I call the rows the gauntlet because once we as "Mundele" or White Expats showed up we were greeted with shouting in chorus of "Madame", "Madame", and "Mommy". The Mommy was a bit hard to take from a complete stranger and that I was childless at this point too. Once you picked up for instance a carved wooden monkey and then passed on it the next tables down the line would all hold up their matching wares to offer you. The price they would first quote would be quite absorbent usually $50 for something that should cost $5 tops so haggling was quite necessary.

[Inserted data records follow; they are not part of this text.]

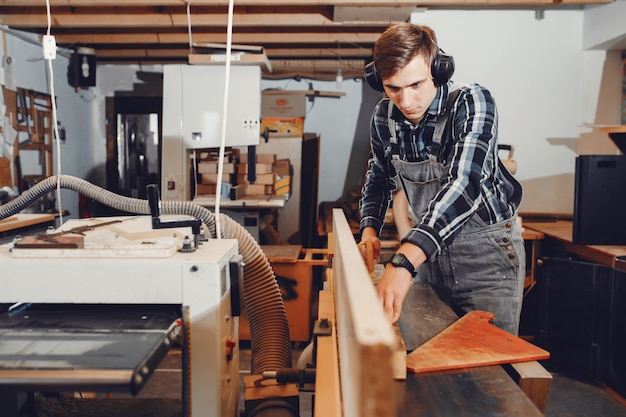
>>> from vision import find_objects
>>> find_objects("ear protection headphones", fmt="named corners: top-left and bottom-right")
top-left (364, 49), bottom-right (454, 92)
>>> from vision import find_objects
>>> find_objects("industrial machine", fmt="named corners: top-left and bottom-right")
top-left (0, 216), bottom-right (239, 416)
top-left (161, 64), bottom-right (261, 200)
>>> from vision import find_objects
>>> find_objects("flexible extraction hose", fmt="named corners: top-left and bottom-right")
top-left (0, 175), bottom-right (292, 375)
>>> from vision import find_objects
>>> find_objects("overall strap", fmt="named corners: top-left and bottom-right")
top-left (387, 99), bottom-right (400, 159)
top-left (387, 86), bottom-right (459, 162)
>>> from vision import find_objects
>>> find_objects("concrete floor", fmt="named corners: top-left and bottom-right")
top-left (14, 349), bottom-right (626, 417)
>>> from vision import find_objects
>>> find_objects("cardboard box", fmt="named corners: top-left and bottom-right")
top-left (261, 94), bottom-right (306, 118)
top-left (198, 161), bottom-right (236, 174)
top-left (237, 162), bottom-right (274, 175)
top-left (246, 184), bottom-right (272, 195)
top-left (261, 117), bottom-right (304, 139)
top-left (274, 159), bottom-right (291, 177)
top-left (239, 153), bottom-right (276, 164)
top-left (255, 172), bottom-right (276, 185)
top-left (198, 162), bottom-right (217, 174)
top-left (196, 184), bottom-right (217, 195)
top-left (202, 174), bottom-right (230, 184)
top-left (239, 245), bottom-right (328, 342)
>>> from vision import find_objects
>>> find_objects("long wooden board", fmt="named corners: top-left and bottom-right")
top-left (406, 311), bottom-right (550, 373)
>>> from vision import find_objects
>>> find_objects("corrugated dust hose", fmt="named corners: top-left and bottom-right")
top-left (0, 175), bottom-right (292, 375)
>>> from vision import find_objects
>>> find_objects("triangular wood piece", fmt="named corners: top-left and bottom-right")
top-left (406, 311), bottom-right (550, 373)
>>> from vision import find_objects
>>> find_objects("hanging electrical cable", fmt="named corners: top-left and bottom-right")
top-left (43, 0), bottom-right (63, 224)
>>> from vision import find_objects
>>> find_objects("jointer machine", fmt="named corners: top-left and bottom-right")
top-left (0, 176), bottom-right (292, 417)
top-left (0, 176), bottom-right (551, 417)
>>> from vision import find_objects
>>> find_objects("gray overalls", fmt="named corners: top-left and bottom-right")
top-left (388, 90), bottom-right (526, 350)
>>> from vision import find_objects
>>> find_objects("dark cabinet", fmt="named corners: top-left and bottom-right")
top-left (541, 258), bottom-right (614, 379)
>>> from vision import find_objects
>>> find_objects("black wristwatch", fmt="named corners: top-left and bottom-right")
top-left (391, 253), bottom-right (415, 277)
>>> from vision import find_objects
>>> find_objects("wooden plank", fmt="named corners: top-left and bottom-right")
top-left (505, 361), bottom-right (552, 413)
top-left (0, 158), bottom-right (13, 188)
top-left (406, 311), bottom-right (550, 373)
top-left (0, 214), bottom-right (54, 232)
top-left (261, 245), bottom-right (302, 262)
top-left (313, 290), bottom-right (342, 417)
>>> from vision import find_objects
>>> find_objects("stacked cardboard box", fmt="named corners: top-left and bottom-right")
top-left (196, 149), bottom-right (291, 200)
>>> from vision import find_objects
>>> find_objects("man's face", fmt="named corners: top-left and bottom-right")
top-left (383, 55), bottom-right (437, 124)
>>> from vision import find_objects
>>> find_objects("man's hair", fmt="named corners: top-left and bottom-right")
top-left (374, 23), bottom-right (439, 80)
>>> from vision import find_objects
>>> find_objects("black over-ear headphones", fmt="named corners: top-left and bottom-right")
top-left (364, 49), bottom-right (454, 92)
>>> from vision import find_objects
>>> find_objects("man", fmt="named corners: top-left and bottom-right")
top-left (359, 23), bottom-right (525, 334)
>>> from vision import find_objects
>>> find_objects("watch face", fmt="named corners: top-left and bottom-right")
top-left (391, 253), bottom-right (406, 266)
top-left (391, 253), bottom-right (415, 275)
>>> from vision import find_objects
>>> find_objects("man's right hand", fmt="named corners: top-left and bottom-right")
top-left (357, 227), bottom-right (380, 272)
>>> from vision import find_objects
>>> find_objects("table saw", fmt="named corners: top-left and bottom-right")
top-left (314, 210), bottom-right (552, 417)
top-left (0, 216), bottom-right (240, 417)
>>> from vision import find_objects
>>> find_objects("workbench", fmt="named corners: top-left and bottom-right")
top-left (314, 209), bottom-right (552, 417)
top-left (522, 220), bottom-right (626, 397)
top-left (0, 213), bottom-right (55, 244)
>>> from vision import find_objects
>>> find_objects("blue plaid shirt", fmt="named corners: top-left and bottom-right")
top-left (360, 82), bottom-right (522, 258)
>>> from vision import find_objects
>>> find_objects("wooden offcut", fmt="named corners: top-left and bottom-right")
top-left (406, 311), bottom-right (550, 373)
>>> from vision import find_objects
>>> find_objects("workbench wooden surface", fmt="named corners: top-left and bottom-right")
top-left (524, 220), bottom-right (626, 268)
top-left (0, 213), bottom-right (54, 232)
top-left (395, 284), bottom-right (543, 417)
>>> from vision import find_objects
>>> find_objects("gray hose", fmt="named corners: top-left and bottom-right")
top-left (0, 175), bottom-right (292, 375)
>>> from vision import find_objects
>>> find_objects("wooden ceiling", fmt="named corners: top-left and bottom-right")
top-left (0, 0), bottom-right (613, 79)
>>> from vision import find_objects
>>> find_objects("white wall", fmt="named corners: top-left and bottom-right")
top-left (0, 34), bottom-right (98, 218)
top-left (2, 0), bottom-right (626, 218)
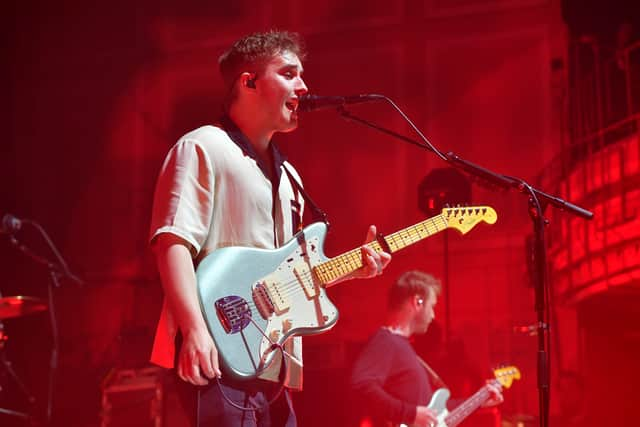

If you look carefully in the middle left hand edge of this image you can see cages. In this market you could buy very sickly looking African Grey Parrots and sometimes even Monkeys! If you are an animal lover this visit really wasn't recommended. The animals looked so sad and sick :(
Here you can see a local bus making a pick up stop and some of the paintings for sale outside of the booth areas.
Here is a small crowd of people and goods waiting to use the local taxi system just opposite of the Market. On the day I took these photos I saw two women get into a knock down drag out fight where clothes were even ripped!
Lastly it looks like they were doing a bit of repair work on the road or sewer?
Well I have so many more photos and crazy stories to share from my time in the Congo...but I hope you enjoy this first installment.